PHOBIE, un enfer personnel

Commençons par une définition. La phobie est une crainte angoissante et injustifiée d’une situation, d’un objet ou de l’accomplissement d’une action ou encore une aversion très vive pour quelqu’un ou peur instinctive de quelque chose.

Vous devez vous demander la raison pour laquelle j’évoque un tel sujet, c’est assez simple : ma phobie est quelque chose qui me fait énormément complexer et qui peut vraiment être gênant dans ma vie au quotidien. J’ai la phobie des insectes, aussi appelée l’entomophobie. Vous savez ces petites bestioles qui ne sont en général pas un danger pour les grosses bêtes que nous sommes, nous les humains. En général, j’ai surtout horreur des insectes de plus de cinq centimètres, et le pire, le pire c’est s’ils volent (sauf les mouches)…
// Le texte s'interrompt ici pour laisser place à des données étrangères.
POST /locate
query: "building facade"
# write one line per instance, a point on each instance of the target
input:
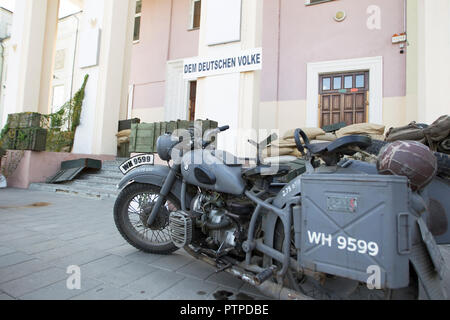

Mes réactions peuvent être très violentes si je suis vraiment surprise. Mais elles sont également diverses, elles diffèrent souvent selon l’environnement et les personnes qui m’entourent. Soit j’hurle et m’enfouit, soit je pleure, soit je suis tétanisée ou alors même un mélange des trois. Mais surtout mon rythme cardiaque s’accélère tout comme le fil de mes pensées et mon estomac se noue.

Je ne peux pas vous dire depuis quand j’ai cette phobie ni quel est le déclencheur, je sais que lorsque j’étais très jeune je n’avais absolument pas peur, je jouais même avec les insectes. Je pense que les éléments déclencheurs sont nombreux et que c’est une phobie qui a évolué avec le temps…

Quand je dis que cette phobie est complexante et très gênante -dans le sens handicapante-, je ne la place pas au dessus des autres phobies, mais c’est la façon dont je la ressens. Cette phobie me bouffe la vie assez régulièrement. Par exemple, je ne peux pas me balader dans des parcs ou participer à des barbecues l’esprit tranquille, je suis toujours sur le qui-vive et si par malheur j’aperçois un insecte l’instant de détente est fini pour moi, je n’ai qu’une hâte : rentrer à l’intérieur, à l’abri.

Ce qui est le plus gênant également est le regard des gens. Peu de personnes parviennent à vraiment comprendre l’ampleur de cette phobie. J’entends souvent des réflexions du style « Ce ne sont que des petites bêtes elles vont pas te manger » ou « Tu fais vraiment des manières« … Je sais que ce ne sont que de petites bêtes, que la plupart ne me feront pas de mal mais c’est une chose que je ne contrôle pas. Par moments, oui, je parviens plus ou moins à me contrôler mais ce sont des moments bien spécifiques, il faut que je sois plus ou moins au courant qu’il y a un risque de rencontres avec des insectes et/ou qu’il y ait des enfants avec moi. Sachant que les peurs des enfants viennent une bonne partie d’une temps des adultes qui leur servent de modèles, lorsque c’est possible je me contrôle un maximum. À chaque fois que je pense à cela je revois une scène bien particulière se jouer dans mon esprit.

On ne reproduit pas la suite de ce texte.